Hi. Hopefully some of you can help me clear up this confusion I have. I'm sorry for the bad title - if anyone has suggestions I'll change it.

Let's set up some context first. I've reduced everything down to the essentials, so bear with me if the example code below is somewhat contrived. Let's say we have

class Foo a where
    foo :: a

data Type a = Type a

instance (Foo a) => Foo (Type a) where
    foo = Type foo

Now, suppose I want to make Type a an instance of, say, Show whenever a is an instance of both Foo and Show (Show was chosen to avoid defining another typeclass). So how do we want Type a to be an instance of Show? Well, unless we're crazy, we'd of course want it to be something like

instance (Foo a, Show a) => Show (Type a) where
    show (Type x) = show x

or maybe

instance (Foo a, Show a) => Show (Type a) where
    show (Type x) = "Blabla " ++ (show x)

That's all great and works fine. But say that for some inexplicable reason, we'd like show to output whatever foo :: a looks/shows like! In our contrived setting I cannot imagine why we'd want that, but let's say we do. Shouldn't

instance (Foo a, Show a) => Show (Type a) where
    show _ = show foo

do the trick?

Alas, GHC says

Ambiguous type variable 'a' in the constraints: 'Foo a' [...] 'Show a'

Hmm, I thought, so maybe GHC can't figure out which foo I'm talking about. Do I mean foo :: Type a or foo :: a? Changing the previous snippet to

instance (Foo a, Show a) => Show (Type a) where
    show _ = show (foo :: a)

gives me

Could not deduce (Foo a1) from the context () arising from a use of 'foo' at [...] Possible fix: add (Foo a1) to the context of an expression type signature In the first argument of 'show', namely '(foo :: a)' In the expression: show (foo :: a)
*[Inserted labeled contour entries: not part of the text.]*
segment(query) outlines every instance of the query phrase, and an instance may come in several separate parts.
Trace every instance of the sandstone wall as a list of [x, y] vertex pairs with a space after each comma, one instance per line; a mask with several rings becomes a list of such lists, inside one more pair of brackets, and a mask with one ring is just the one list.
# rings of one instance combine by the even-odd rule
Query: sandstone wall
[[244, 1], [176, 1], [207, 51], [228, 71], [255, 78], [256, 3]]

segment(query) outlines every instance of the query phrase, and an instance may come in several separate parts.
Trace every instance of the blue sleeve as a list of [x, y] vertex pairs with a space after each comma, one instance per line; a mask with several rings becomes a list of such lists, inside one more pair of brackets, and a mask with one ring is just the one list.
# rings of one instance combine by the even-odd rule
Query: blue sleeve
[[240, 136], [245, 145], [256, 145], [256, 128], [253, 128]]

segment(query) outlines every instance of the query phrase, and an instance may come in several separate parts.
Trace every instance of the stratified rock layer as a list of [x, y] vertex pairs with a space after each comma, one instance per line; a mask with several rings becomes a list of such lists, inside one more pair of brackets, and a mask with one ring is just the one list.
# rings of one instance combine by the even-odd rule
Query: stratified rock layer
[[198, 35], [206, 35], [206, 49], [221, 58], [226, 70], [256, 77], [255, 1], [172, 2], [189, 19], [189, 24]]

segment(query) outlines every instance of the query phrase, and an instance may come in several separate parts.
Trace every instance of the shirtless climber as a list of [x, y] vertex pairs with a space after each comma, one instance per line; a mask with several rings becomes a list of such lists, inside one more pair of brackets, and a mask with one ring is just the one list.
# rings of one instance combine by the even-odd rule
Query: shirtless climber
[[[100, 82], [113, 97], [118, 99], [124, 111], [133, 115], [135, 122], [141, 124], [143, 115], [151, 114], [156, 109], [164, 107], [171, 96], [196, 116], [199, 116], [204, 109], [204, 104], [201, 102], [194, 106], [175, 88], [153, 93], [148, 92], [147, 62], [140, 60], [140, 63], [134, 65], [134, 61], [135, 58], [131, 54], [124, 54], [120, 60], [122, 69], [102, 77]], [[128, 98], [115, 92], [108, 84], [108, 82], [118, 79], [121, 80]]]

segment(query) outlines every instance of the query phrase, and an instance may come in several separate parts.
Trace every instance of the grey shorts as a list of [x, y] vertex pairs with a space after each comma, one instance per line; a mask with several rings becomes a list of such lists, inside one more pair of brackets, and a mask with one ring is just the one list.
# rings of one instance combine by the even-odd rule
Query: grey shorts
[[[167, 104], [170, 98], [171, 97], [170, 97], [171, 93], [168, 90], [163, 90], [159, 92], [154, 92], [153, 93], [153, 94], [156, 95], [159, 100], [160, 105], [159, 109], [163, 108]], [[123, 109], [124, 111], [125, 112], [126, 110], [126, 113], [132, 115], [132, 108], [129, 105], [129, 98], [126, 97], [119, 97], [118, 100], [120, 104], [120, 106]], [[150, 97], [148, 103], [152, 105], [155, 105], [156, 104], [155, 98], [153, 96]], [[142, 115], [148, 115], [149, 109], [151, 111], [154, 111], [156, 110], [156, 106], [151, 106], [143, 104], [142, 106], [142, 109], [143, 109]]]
At this point I'm starting to think I've misunderstood something basic. Yet, I have the strange feeling that similar constructions have worked for me in the past.

+6  A: 

I think the problem is that type variables aren't scoped to definitions. That is, in

instance (Foo a, Show a) => Show (Type a) where
    show _ = show (foo :: a)

a in the second line is different from a in the first line, which is why it's shown as a1 in the error message. See http://www.haskell.org/haskellwiki/Scoped_type_variables. If this is the problem, this should work (I don't have GHC on this machine):

asTypeOf :: a -> a -> a
asTypeOf a b = a

instance (Foo a, Show a) => Show (Type a) where
    show (Type x) = show (foo `asTypeOf` x)
Alexey Romanov
Good answer except for a minor typo which leads to non-termination: the last line should be `show (Type x) = show (foo \`asTypeOf\` x)`. You can also use `{-# LANGUAGE ScopedTypeVariables #-}` along with `show _ = show (foo :: a)`
pelotom
Great! Thanks, this really clarified things. Thanks also to pelotom for pointing out the GHC extension.
gspr
The reason why I didn't mention the extension is that it requires that `forall` be written explicitly: http://www.haskell.org/ghc/docs/6.12.2/html/users_guide/other-type-extensions.html#scoped-type-variables, but I wasn't sure where it should go: `instance forall a. (Foo a, Show a) => Show (Type a)`? Somewhere else? Unnecessary for instances?
Alexey Romanov
Alexey: I didn't need `forall` at least. In my example, I turned on the GHC extension and implemented `show` as `show _ = show (foo :: a)`. It's working perfectly. It's nice to know about your `asTypeOf` approach too.
gspr
"I didn't need `forall` at least." Good to know!